Изменить размер шрифта - +
„В настоящее время на целом континенте Европы осталось только одно истинно самостоятельное «государство» — это Германия… Главная причина — «инстинкт общественности», составляющий характерную черту немецкого народа. Инстинкт, с одной стороны, слепого повиновения сильным, беспощадного притеснения более слабых“ (стр. 151—163).

Следует обзор истории Германии за новейшее время (в особенности с 1815 г.) для доказательства ее рабского сознания и стремления к притеснению…

От последнего приходилось страдать особенно славянам, ибо „историческим назначением“ (немцев), по крайней мере на севере и на востоке, являлось, по их собственным понятиям, истребление, порабощение и „насильственное германизирование“ славянских племен. „Эта длинная и «печальная» история, память о которой глубоко хранится во всех славянских сердцах, без сомнения, отзовется в последней неизбежной борьбе славян против немцев, если социальная революция не помирит их прежде“ (стр. 164).

Следует затем история немецкого патриотизма, начиная с 1815 года. (Материал заимствован из книги проф. Мюллера по истории 1816—1865 годов.)

„Политическое существование прусского королевства (1807) пощажено только благодаря просьбам Александра I“ (стр. 168, 169).

Речи Фихте к немецкой нации. «Но современные немцы, сохранив всю громадность претензий своего философа-патриота, от гуманности его отказались… Для них доступнее патриотизм князя Бисмарка или г-на Маркса» (стр. 171).

После бегства Наполеона из России, по словам Бакунина, „Фридрих-Вильгельм III со слезами «умиления и благодарности» обнял в Берлине своего избавителя, императора всероссийского“ (там же).

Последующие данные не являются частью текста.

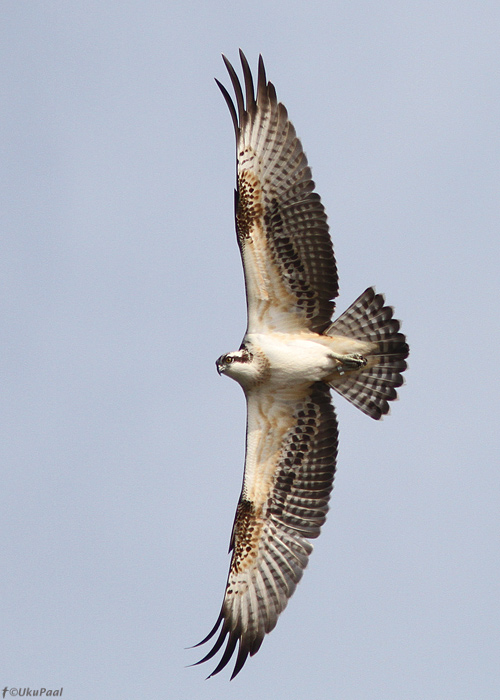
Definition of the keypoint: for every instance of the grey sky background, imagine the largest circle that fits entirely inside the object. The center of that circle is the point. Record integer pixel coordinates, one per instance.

„Оставалось поэтому Австрии только одно — не душить Германию“ своим вступлением со всеми своими владениями в Германский союз, как она первоначально предполагала, „но вместе с тем и не позволять Пруссии стать во главе Германского союза. Следуя такой политике, она могла рассчитывать на деятельную помощь Франции и России. Политика России до самого последнего времени, то есть до Крымской войны, состояла именно в систематическом поддержании взаимного соперничества между Австрией и Пруссией, так, чтобы ни одна из них не могла одержать верх над другой, и в то же самое время в возбуждении недоверия и страха в маленьких и средних княжествах Германии и в покровительстве им против Австрии и Пруссии“ (стр. 183). Влияние Пруссии преимущественно нравственное, от нее многого ожидали (после 1815 г.). Поэтому для Меттерниха важно было, чтобы она не давала никакой конституции (обещанной), а чтобы стала с Австрией во главе реакции. „В этих стремлениях он нашел самую горячую «поддержку» во Франции, управляемой Бурбонами, и в императоре Александре, управляемом «Аракчеевым»“ (стр. 184).

„Немцы не нуждались в свободе. Жизнь для них просто немыслима без правительства, то есть без верховной воли, верховной мысли и железной руки, «ими помыкающей». Чем сильнее эта рука, тем более гордятся они и тем самая жизнь становится для них веселее“ (стр. 192).

1830—1840. Слепое подражание французам. „Немцы перестают пожирать галлов, но зато обращают всю свою ненависть на Россию“ (стр. 196). „Все зависело от исхода польской революции. Если бы она восторжествовала, прусская монархия, оторванная от своей северо-восточной опоры и принужденная“ отказаться, если не от всех, то от значительной части своих польских владений, „принуждена была бы искать новой точки опоры в самой Германии, и так как она тогда еще не могла… путем завоеваний… то — путем либеральных реформ“ (стр. 199). После поражения поляков Фридрих-Вильгельм III, оказавший столь значительные услуги своему зятю, императору Николаю, „сбросил маску и пуще прежнего поднял гонение на пангерманских патриотов“ (стр.